Are Payday Loans Good or Bad Debt?

Some people like to class debt as either good and bad and they might put certain loan types into different categories. However, good and bad debt can be quite complex and it is not easy to just allocate a certain type of loan into a certain category. Therefore, it can be easier to get a good understanding of what good debt and bad debts are and then you will be able to work it out for yourself.

What is a good debt?

A good debt is when you borrow money for a purpose that will aid you in the future. For example, if you take out a mortgage so that you can buy a home which will enable you to save a lot of money on rent. A student loan is often also put into this category as it will enable you to study to get a job that is better paid so you will make back more than you have paid out on the loan.

It is not always so easy to categorise loans though. It will depend on your own personal circumstance. If you are using the loan to better yourself in some way, to pay for something that will allow you to save money in the long run or something like that then it is normally considered to be good debt. However, you also need to make sure that you choose the right sort of loan for the purpose that you need it for and that you compare lenders to make sure that you pick the one that will offer you good value for money. You also need to make sure that you will be able to afford the repayments.

What is a bad debt?

So simply a bad debt is anything which does not fit the criteria above. So, if you are borrowing money to pay for luxury items that you do not really need and may hardly even use then this would be considered to be bad debt. You may also have chosen the wrong loan type, perhaps borrowing more money than you need or using a loan type that is unnecessarily expensive. Then if you have chosen a loan where you cannot afford the repayments then you will also be considered to have bad debt.
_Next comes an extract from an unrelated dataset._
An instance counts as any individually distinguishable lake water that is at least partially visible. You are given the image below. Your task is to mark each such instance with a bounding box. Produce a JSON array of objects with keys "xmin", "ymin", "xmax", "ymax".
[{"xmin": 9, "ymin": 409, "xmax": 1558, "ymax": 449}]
As you can see it will depend on your personal circumstances whether a debt is considered bad or good for you. For example, if two people want to buy the same house and take a mortgage then this could be considered to be good debt for them both. However, if one of them cannot afford the repayments then this will be a bad debt for them and they should have looked to borrowing less by buying a cheaper home.

How do I categorise payday loans?

Categorising payday loans is not simple. Some people might immediately say that they are bad debt because they have had a lot of negative press. However, as explained above it will very much depend on your personal circumstances. Firstly, payday loans are designed to be used in emergencies when you need money quickly and they can be arranged very quickly. This means that if you are in this situation then they might be a good choice. However, they are also designed for those with a poor credit record. If you do have a good credit record then it might be that there are other loans which you could take out which might be cheaper for you. If you do have a poor credit record then they could be the right choice for you. You also need to compare different payday lenders so that you are sure that you are taking out the one that is best for you with regards to the price and other factors. One of the most important determinants of whether it is good or bad debt for you is how well you are able to repay it. A payday loan normally has just one repayment. This is a lump sum which includes what you have borrowed and the lenders charges. You should be able to find out how much this will be before you take out the loan and you will then be able to decide whether that is an amount that you will be able to afford. The lender will ask you to set up a direct debit in your bank account for the payment to go out when you get paid. This means that you should have the money available in your bank account in order to cover the cost of the loan. However, you still need to think about whether you will have enough money left to pay all of your other bills for the rest of the month. This can be quite tricky as we are not used to having a large lump sum go out of our bank account in a month. So, make sure that you do some calculations to check this.